Always in Shadow

On this rare sunny Juneau day Aki and I walk on the dark side of Douglas Island. We came here for the shelter it provides from the Taku winds now hammering Douglas Town and Southern Gasteneau Channel. The picture above, for which I gave up feeling temporarily in my right hand, provides testament to the power of wind.  What looks like fog patches hanging on the mountain sides are actually plumes of snow being blown far over the channel. The winds. borne in the Yukon are strengthened by passage over glaciers.

Even without the wind this creek side trail offers a cold passage, which seems to energize Aki.  She dashes ahead 20 or 30 feet, snatches a sniff and dashes back to me.  The old growth canopy kept out most of yesterday’s snow fall so the walk is dominated by the green, brown, and gray colors of a resting forest and the deep brown of the creek.  Snow capping half submerged stream rocks and downed tree snags bring some brightness. Otherwise we have to look to the tree tops for even a hint of sun. There blue mixed with the colors of sunrise bleed through the trees. I find a perfect reflection of this in the stream but is is gone before I can record it with the camera.

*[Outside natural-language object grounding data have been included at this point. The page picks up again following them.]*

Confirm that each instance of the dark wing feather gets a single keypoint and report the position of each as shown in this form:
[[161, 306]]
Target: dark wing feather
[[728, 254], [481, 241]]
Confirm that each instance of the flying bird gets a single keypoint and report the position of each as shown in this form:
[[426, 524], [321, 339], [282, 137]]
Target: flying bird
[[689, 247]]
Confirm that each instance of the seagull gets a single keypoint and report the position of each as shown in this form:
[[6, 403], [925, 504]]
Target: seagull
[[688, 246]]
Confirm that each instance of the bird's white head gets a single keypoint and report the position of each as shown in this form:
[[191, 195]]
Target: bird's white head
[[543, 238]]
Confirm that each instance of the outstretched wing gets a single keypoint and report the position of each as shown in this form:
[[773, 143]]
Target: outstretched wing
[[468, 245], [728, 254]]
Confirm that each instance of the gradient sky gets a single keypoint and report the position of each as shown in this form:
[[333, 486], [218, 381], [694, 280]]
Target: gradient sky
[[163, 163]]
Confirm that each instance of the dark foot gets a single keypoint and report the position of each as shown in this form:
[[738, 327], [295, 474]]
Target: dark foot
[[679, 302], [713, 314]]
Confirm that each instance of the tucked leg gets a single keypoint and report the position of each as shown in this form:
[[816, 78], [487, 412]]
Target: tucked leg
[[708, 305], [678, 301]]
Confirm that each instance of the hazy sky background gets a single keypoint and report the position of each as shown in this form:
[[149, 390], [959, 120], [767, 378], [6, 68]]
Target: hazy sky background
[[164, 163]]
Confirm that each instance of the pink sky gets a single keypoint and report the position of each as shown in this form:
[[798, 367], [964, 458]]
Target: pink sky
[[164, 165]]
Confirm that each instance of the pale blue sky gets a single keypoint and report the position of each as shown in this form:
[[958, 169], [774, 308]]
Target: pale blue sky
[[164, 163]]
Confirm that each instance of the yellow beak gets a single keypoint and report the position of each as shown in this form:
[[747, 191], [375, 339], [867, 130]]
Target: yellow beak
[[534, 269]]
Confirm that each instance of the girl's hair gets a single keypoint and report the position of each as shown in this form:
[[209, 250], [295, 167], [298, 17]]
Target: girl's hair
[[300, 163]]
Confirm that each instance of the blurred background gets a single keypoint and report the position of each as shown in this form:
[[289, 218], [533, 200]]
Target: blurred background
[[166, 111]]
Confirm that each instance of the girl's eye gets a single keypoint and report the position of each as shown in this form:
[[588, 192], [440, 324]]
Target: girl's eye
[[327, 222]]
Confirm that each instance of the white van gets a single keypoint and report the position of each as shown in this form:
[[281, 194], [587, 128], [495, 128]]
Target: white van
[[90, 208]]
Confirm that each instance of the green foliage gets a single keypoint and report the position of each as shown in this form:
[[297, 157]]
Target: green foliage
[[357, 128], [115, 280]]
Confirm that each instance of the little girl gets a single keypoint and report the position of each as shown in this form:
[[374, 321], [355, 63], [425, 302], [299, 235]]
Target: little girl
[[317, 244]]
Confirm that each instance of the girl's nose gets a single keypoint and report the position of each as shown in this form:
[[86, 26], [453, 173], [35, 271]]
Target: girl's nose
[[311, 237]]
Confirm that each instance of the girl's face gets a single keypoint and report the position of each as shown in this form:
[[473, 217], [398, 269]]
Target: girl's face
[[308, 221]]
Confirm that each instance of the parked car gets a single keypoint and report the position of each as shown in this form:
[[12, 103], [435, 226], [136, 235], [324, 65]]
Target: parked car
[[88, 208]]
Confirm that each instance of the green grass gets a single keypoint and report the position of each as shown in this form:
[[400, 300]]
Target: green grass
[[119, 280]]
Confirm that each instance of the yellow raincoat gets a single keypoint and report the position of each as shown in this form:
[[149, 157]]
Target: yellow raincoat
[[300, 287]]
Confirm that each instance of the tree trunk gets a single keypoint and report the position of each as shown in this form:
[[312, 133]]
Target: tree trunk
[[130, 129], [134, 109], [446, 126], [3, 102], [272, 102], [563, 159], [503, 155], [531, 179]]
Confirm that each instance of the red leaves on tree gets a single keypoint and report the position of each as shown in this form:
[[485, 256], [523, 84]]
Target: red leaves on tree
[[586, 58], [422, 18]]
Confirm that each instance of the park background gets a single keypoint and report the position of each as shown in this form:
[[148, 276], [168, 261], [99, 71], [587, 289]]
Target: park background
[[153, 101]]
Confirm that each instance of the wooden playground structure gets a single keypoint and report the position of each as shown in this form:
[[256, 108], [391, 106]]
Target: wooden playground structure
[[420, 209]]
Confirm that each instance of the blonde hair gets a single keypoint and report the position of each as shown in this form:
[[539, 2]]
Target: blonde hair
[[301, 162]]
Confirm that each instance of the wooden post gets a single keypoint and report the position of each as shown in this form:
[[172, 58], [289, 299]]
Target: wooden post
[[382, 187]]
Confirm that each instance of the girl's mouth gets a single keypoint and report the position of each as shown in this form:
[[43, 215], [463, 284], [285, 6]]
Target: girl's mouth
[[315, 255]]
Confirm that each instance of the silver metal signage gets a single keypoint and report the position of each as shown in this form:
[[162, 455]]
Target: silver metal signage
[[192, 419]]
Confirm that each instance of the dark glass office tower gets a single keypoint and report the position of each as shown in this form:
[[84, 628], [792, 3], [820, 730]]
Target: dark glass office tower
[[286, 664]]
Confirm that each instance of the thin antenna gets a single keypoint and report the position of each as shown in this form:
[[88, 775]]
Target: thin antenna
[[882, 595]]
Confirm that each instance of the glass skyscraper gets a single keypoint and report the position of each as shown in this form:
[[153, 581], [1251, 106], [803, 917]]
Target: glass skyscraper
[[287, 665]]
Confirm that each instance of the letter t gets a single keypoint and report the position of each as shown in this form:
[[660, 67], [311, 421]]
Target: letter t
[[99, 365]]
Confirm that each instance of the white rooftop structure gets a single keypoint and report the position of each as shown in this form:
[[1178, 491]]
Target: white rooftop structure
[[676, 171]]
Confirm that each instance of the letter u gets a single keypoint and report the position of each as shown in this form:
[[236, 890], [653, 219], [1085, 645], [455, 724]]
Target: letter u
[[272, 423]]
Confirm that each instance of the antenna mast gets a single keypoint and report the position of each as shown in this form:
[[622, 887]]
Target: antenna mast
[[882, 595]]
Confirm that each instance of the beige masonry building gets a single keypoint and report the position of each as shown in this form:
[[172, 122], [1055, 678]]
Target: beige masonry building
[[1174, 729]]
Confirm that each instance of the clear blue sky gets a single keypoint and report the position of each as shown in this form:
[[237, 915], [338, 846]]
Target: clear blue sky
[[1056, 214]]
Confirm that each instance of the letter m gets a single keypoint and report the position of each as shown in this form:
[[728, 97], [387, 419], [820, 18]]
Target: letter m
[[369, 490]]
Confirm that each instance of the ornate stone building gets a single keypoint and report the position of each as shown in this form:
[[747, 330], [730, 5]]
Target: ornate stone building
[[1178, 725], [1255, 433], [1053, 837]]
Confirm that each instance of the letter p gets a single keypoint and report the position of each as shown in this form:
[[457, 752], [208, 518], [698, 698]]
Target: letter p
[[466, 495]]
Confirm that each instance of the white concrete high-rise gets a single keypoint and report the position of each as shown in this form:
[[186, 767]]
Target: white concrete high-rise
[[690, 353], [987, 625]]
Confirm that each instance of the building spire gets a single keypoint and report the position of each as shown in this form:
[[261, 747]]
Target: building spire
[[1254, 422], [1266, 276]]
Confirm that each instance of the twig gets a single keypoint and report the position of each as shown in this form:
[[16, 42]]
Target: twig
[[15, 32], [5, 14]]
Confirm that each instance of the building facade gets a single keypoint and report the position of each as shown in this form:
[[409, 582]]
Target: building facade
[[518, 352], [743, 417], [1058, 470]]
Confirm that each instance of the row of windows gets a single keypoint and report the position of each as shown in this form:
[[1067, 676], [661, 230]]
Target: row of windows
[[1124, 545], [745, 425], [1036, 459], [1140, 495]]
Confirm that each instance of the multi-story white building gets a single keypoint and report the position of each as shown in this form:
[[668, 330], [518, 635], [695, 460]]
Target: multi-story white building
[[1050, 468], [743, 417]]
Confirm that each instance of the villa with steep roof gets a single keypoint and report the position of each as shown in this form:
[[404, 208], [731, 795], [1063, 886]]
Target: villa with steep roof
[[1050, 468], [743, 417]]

Near our turn around point we pass through an area transformed when the stream jumped its banks to cut new channels through a small plane of old growth hemlock trees. This must have gladdened the local bears who grew fat last summer pulling salmon from the new narrow channels. The flood erosion damages the trees and many of the younger ones, maybe 5 to 8 inches across, later fell in windstorms. One lays across a giant downed ancestor now serving as a nursery log.  The wind victim slowly dies as tiny new hemlocks compete to see which one will fill the space it left by falling.  Only a human would find sadness in this.

Hoping to catch some sun we follow the stream out of the woods to it’s mouth. We pass a pond  now covered with a layer of thin, milky ice. Even here all is gray except for a rose and pearl glow infusing sheets of bending shore ice.